Imagine our excitement to discover that the International Economic Development Council (IEDC) has declared May 9-15, 2021 to be “Economic Development Week.”
Around the CEA, every week is economic development week — but we’re happy to make a special effort this week. If the economic development industry is taking a whole week to talk about the impact it has on our communities, how could we possibly pass up the opportunity to share our perspective on that?
The IEDC, which calls itself the “largest membership organization for economic developers in the world,” is encouraging its members to play “Economic Development Bingo” this week. Among other things, they want members to help promote the idea that “Economic developers promote economic well-being and quality of life for their communities, by creating, retaining and expanding jobs that facilitate growth, enhance wealth and provide a stable tax base.”
We have some thoughts about that.

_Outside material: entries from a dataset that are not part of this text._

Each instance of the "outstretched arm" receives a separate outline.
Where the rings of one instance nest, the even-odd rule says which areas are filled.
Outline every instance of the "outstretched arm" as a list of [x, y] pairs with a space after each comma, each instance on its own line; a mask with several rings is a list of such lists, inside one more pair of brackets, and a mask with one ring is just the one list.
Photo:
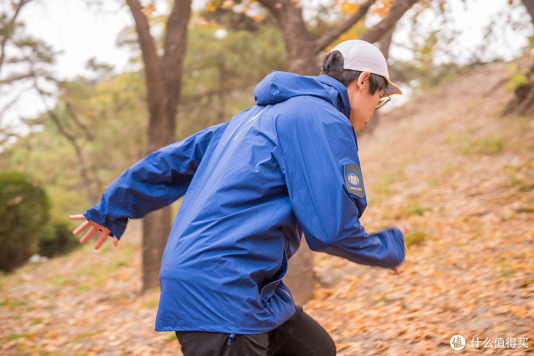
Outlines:
[[[80, 225], [73, 230], [72, 233], [75, 235], [77, 235], [78, 233], [85, 230], [89, 226], [91, 226], [91, 229], [87, 232], [82, 237], [82, 238], [80, 239], [80, 242], [82, 244], [84, 243], [90, 238], [92, 237], [94, 235], [96, 234], [98, 231], [100, 232], [100, 236], [98, 237], [98, 239], [97, 240], [96, 243], [95, 244], [95, 249], [97, 249], [99, 248], [104, 241], [106, 240], [108, 236], [112, 236], [111, 231], [104, 227], [101, 225], [99, 225], [94, 221], [91, 221], [91, 220], [88, 220], [85, 216], [84, 216], [81, 214], [78, 214], [75, 215], [70, 215], [69, 216], [70, 219], [73, 220], [85, 220], [84, 222], [80, 224]], [[117, 244], [119, 243], [119, 239], [116, 238], [115, 236], [113, 236], [113, 246], [116, 247]]]
[[[115, 179], [102, 195], [100, 203], [74, 219], [88, 220], [75, 234], [92, 225], [80, 241], [103, 231], [95, 247], [105, 240], [104, 231], [120, 239], [129, 219], [143, 217], [170, 204], [185, 193], [200, 161], [210, 145], [217, 144], [227, 124], [201, 130], [185, 140], [148, 154]], [[101, 241], [101, 242], [100, 242]], [[100, 242], [100, 243], [99, 243]]]

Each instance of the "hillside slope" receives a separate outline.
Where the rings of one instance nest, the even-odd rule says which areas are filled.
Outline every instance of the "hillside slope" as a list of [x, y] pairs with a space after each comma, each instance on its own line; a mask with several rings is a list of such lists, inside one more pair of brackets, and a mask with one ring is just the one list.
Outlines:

In fact, it turns out we’ve got an entire Bingo card’s worth of thoughts.
We like facts, research and real-world evidence here at the CEA. They tell us that there’s a lot more to the economic development story than the shiny happy messaging from the IEDC and its allies in the massive economic development industry.
That’s why, in the interest of getting more cold, hard facts into the discussion around Economic Development Week, the CEA has created our own “Economic Development Bingo” card.

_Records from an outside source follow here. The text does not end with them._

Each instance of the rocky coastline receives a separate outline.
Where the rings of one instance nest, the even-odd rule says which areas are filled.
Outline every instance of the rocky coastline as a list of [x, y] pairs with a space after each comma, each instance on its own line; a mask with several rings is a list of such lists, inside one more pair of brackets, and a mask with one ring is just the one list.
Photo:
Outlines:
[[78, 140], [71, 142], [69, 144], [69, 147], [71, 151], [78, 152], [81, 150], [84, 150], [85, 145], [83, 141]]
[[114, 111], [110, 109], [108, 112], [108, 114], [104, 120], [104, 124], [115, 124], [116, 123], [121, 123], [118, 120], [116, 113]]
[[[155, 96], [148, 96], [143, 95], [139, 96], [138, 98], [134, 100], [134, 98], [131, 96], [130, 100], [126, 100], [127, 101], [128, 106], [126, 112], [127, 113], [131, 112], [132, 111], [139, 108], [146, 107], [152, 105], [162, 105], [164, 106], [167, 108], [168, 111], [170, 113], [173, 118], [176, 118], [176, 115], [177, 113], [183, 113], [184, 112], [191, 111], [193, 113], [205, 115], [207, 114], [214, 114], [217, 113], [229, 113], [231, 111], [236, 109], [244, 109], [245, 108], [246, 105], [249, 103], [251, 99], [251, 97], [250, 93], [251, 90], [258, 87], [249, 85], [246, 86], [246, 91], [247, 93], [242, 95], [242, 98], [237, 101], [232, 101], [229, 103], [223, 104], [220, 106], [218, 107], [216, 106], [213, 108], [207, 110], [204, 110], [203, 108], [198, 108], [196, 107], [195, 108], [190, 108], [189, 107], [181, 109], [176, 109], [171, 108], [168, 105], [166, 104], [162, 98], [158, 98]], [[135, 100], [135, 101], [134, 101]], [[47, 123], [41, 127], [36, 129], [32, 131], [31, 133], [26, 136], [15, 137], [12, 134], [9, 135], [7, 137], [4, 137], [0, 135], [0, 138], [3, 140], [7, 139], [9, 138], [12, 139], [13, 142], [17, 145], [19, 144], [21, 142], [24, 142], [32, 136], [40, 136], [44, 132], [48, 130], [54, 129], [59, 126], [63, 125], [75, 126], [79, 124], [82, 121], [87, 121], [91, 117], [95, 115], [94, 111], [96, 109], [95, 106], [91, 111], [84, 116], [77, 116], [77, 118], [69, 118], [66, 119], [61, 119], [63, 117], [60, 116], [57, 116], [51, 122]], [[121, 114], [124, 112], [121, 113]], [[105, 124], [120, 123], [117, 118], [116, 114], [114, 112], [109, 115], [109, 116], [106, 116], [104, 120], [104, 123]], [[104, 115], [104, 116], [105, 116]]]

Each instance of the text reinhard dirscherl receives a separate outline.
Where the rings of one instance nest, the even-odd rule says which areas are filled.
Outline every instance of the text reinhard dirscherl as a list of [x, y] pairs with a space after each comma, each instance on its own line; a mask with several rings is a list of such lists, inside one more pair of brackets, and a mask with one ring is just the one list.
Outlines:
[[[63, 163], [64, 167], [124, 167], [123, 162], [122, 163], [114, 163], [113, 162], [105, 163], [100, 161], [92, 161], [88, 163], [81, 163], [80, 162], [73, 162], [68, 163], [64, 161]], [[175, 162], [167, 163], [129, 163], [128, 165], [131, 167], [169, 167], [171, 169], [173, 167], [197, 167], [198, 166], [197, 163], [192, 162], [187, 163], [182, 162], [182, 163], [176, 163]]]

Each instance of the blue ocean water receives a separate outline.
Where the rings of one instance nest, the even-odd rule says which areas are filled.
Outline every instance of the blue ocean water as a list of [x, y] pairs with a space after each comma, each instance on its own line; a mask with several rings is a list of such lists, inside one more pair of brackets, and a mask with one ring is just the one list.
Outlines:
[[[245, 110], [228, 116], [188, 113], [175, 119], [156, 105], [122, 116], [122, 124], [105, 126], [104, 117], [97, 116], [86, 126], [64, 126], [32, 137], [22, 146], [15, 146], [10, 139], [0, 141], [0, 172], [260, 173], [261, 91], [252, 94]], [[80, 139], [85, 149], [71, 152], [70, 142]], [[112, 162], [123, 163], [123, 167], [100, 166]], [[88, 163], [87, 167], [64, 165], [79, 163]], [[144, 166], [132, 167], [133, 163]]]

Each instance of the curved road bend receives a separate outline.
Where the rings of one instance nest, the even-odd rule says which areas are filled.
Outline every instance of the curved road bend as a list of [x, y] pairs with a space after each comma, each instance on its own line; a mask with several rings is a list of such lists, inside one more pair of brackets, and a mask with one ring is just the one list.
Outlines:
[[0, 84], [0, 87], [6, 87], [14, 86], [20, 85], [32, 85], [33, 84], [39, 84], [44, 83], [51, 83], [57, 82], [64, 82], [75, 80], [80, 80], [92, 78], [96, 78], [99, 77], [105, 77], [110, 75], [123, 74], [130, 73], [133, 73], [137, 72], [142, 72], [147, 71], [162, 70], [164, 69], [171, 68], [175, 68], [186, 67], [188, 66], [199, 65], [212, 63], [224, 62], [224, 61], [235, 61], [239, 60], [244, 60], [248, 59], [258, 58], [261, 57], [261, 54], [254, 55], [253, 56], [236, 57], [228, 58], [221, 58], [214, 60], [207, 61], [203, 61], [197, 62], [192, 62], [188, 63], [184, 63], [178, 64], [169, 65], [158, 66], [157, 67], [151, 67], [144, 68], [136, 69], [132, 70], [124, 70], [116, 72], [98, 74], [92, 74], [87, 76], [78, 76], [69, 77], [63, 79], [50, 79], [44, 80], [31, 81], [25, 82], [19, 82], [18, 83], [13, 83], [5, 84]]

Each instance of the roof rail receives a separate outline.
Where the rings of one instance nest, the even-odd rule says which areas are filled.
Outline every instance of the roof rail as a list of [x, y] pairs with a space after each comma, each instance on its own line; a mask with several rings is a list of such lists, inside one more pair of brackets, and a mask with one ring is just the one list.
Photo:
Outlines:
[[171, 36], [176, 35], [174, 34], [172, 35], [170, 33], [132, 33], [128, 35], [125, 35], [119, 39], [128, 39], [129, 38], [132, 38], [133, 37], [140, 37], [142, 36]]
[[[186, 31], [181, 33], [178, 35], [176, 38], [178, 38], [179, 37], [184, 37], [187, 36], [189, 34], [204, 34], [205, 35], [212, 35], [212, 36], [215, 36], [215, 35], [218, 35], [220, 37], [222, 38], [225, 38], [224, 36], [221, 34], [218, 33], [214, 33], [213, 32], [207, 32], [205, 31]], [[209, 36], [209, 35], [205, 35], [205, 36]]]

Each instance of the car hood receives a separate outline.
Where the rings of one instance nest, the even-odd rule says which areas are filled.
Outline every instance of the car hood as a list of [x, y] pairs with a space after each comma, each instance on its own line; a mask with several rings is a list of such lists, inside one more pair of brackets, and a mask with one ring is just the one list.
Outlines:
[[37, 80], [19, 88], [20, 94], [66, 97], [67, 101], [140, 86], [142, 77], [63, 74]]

We call it the “Brutally Honest Version,” because it gets into a lot of things economic developers would rather not be part of the discussion in their communities.
And because we’re all about facts and evidence at the CEA, we’ve collected real-world examples and trustworthy, third-party evidence about what we’re talking about for every single square on the game board: Click here, or on the bingo card below.

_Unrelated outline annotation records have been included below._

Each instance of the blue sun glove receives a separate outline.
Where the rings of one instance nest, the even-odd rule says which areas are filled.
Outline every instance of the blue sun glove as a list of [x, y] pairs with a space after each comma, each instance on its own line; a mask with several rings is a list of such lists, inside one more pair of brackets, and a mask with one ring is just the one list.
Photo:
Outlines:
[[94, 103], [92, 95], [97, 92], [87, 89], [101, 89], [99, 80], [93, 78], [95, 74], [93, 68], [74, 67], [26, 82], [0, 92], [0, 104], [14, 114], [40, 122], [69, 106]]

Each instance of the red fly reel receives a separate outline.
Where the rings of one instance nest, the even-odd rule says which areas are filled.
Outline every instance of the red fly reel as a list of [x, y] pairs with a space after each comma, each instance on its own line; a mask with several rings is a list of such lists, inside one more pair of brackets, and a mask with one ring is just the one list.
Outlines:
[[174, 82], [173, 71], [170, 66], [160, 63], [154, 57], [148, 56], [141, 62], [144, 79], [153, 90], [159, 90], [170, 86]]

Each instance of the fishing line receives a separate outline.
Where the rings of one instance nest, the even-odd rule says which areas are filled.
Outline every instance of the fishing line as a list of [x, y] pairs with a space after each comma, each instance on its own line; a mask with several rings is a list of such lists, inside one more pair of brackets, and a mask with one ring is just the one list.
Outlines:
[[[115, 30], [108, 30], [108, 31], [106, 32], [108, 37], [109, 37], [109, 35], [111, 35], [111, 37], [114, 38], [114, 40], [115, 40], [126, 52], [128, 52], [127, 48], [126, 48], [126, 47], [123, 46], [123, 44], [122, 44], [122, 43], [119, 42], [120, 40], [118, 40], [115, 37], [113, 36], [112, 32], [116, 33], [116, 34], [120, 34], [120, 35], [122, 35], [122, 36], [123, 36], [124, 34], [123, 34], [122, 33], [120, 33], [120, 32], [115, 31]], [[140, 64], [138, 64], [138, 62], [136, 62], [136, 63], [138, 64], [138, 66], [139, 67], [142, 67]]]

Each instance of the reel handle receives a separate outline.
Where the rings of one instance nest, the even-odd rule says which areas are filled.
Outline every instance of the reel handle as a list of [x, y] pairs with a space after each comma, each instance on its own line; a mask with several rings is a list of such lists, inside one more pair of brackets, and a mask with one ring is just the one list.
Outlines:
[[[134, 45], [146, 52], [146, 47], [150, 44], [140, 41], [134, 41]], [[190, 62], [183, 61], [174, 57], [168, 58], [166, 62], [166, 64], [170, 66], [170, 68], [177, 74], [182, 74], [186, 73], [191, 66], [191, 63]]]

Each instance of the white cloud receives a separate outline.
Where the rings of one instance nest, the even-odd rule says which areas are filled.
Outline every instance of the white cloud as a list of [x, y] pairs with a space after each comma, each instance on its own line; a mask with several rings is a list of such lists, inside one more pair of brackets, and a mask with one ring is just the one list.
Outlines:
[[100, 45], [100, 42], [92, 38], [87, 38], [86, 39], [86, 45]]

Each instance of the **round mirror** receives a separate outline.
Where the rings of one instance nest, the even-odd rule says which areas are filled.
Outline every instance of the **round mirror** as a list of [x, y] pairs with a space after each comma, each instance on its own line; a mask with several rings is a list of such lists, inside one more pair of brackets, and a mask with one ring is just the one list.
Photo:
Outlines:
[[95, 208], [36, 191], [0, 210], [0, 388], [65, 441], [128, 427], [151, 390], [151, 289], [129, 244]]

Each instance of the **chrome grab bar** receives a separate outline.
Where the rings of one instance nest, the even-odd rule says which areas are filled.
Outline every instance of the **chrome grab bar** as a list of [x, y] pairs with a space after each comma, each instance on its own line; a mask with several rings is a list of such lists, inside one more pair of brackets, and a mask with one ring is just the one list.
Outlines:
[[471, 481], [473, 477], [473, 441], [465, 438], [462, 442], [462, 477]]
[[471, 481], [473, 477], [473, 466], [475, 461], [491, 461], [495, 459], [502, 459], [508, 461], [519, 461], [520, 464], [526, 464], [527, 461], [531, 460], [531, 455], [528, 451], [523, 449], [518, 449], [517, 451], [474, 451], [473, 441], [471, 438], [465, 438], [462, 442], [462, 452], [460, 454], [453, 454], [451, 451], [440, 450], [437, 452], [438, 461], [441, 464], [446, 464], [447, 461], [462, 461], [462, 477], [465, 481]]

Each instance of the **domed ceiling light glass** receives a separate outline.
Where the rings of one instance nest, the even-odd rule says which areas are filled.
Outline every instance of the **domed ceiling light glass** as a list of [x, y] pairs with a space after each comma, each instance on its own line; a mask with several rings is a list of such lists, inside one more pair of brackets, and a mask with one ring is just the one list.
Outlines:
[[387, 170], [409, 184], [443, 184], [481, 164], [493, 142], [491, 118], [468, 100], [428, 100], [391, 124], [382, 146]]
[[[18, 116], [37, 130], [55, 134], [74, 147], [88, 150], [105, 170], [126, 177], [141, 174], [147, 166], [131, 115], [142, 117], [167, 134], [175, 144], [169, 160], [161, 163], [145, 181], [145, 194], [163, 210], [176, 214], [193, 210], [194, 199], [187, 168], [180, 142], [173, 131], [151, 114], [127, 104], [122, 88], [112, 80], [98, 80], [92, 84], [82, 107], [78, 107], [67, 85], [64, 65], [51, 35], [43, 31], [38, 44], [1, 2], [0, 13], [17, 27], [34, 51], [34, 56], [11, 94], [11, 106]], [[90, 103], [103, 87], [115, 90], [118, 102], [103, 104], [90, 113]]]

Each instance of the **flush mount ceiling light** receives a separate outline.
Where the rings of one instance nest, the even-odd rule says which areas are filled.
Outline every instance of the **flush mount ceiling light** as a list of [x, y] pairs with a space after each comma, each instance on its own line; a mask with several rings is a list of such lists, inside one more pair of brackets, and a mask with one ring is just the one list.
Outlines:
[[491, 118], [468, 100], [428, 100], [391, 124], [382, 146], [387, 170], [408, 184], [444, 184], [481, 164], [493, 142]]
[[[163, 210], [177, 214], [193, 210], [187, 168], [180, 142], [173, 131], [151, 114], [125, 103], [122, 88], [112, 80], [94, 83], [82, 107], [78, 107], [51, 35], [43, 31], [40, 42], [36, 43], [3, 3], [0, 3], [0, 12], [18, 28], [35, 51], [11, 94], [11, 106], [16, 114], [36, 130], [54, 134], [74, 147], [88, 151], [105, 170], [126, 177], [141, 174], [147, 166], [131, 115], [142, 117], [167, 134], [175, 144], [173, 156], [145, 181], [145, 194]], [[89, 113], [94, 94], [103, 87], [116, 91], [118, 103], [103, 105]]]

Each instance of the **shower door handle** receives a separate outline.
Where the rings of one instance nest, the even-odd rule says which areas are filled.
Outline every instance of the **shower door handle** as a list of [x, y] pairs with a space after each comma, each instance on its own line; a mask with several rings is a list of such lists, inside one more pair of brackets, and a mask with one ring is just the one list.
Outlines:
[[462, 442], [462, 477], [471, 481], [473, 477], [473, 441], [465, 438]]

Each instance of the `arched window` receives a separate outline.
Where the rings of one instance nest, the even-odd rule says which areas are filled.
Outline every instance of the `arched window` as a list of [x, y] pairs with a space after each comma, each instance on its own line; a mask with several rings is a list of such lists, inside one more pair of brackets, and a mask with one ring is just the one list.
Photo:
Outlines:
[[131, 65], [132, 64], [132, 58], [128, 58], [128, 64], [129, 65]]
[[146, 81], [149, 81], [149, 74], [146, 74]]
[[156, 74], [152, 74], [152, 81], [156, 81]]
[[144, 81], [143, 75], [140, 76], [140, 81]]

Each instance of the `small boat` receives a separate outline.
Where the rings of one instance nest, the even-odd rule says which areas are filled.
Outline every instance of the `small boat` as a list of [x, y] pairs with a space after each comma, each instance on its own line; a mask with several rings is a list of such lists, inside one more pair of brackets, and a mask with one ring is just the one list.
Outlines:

We invite you to play along all week long, and please let us know if you think there’s a “Bingo” in your community!
Each of these boxes includes an actual cost, downside, bad outcome, big risk or dumb idea that we’ve seen in the real world of economic development agencies in action.
(P.S. – We have nothing personal against the IEDC. They seem like very nice and professional people, and they’re just doing their jobs.)
(P.P.S. – That’s more than you can say for most economic development agencies, though.)